Have you ever seen three hundred thousand men and one hundred thousand horses moving in one compact, marvelous unit of organization, discipline and system? If you have not seen it you cannot imagine what it is like. If you have seen it you cannot tell what it is like. In one case the conceptive faculty fails you; in the other the descriptive. I, who have seen this sight, am not foolish enough to undertake to put it down with pencil on paper. I think I know something of the limitations of the written English language. What I do mean to try to do in this chapter is to record some of my impressions as I watched it.
In beginning this job I find myself casting about for comparisons to set up against the vision of a full German army of seven army corps on the march. I think of the tales I have read and the stories I have heard of other great armies: Alaric’s war bands and Attila’s; the First Crusade; Hannibal’s cohorts, and Alexander’s host, and Caesar’s legions; the Goths and the Vandals; the million of Xerxes—if it was a million—and Napoleon starting for Moscow.
It is of no use. This Germanic horde, which I saw pouring down across Belgium, bound for France, does not in retrospect seem to me a man-made, man-managed thing. It seems more like a great, orderly function of Nature; as ordained and cosmic as the tides of the sea or the sweep of a mighty wind. It is hard to believe that it was ever fashioned of thousands of separate atoms, so perfectly is it welded into a whole. It is harder still to accept it as a mutable and a mortal organism, subject to the shifts of chance and mischance.

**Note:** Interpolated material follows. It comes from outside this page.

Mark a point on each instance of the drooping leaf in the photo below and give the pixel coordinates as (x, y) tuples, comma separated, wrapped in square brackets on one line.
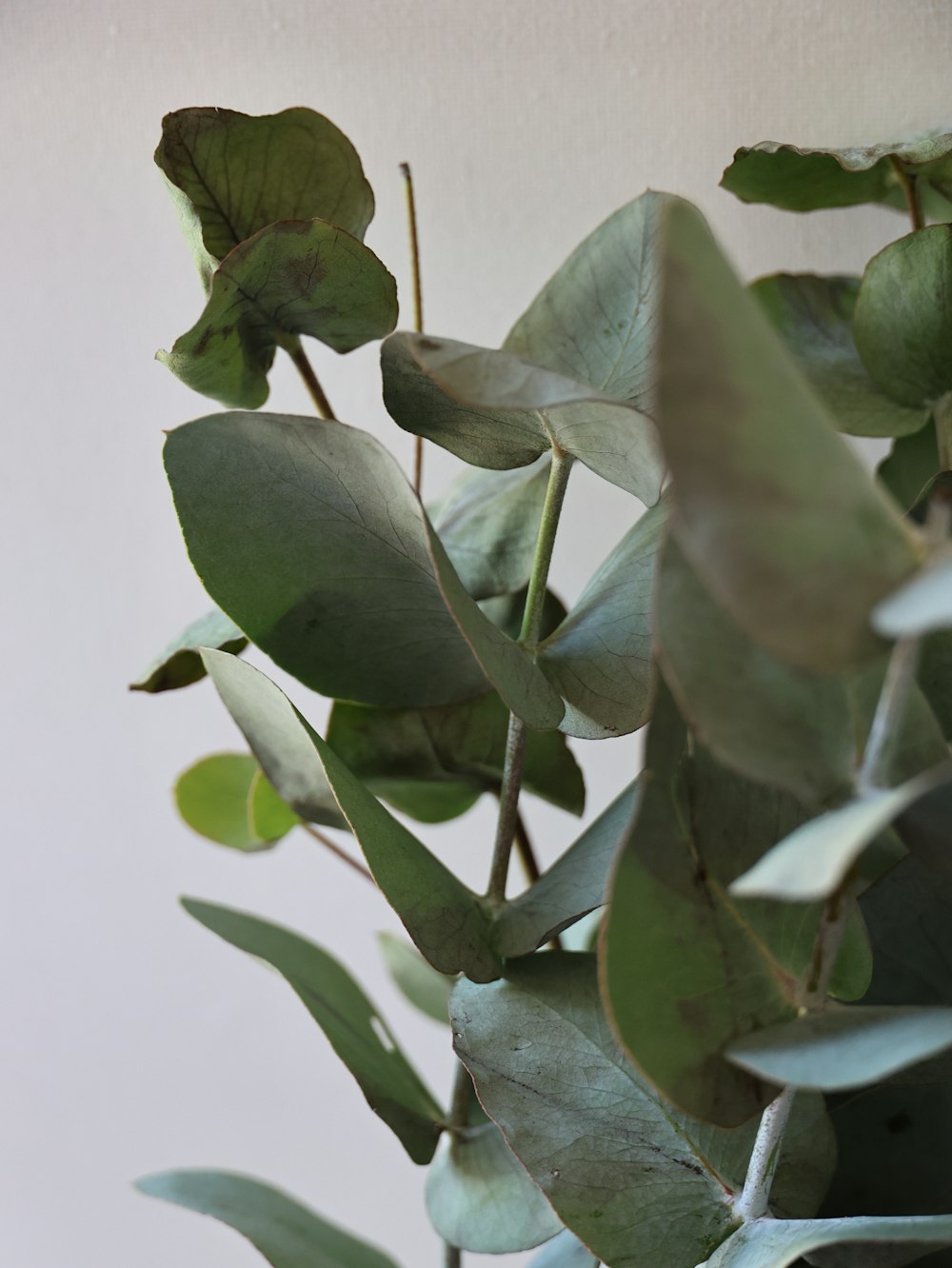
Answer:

And then, on top of this, when one stops to remember that this army of three hundred thousand men and a hundred thousand horses was merely one single cog of the German military machine; that if all the German war strength were assembled together you might add this army to the greater army and hardly know it was there—why, then, the brain refuses to wrestle with a computation so gigantic. The imagination just naturally bogs down and quits.
I have already set forth in some detail how it came to pass that we went forth from Brussels in a taxicab looking for the war; and how in the outskirts of Louvain we found it, and very shortly thereafter also found that we were cut off from our return and incidentally had lost not only our chauffeur and our taxi-cab but our overcoats as well. There being nothing else to do we made ourselves comfortable along side the Belgian Lion Cafe in the southern edge of Louvain, and for hours we watched the advance guard sliding down the road through a fog of white dust.
Each time a break came in the weaving gray lines we fancied this surely was all. All? What we saw there was a puny dribbling stream compared with the torrent that was coming. The crest of that living tidal wave was still two days and many miles to the rearward. We had seen the head and a little of the neck. The swollen body of the myriad-legged gray centipede was as yet far behind.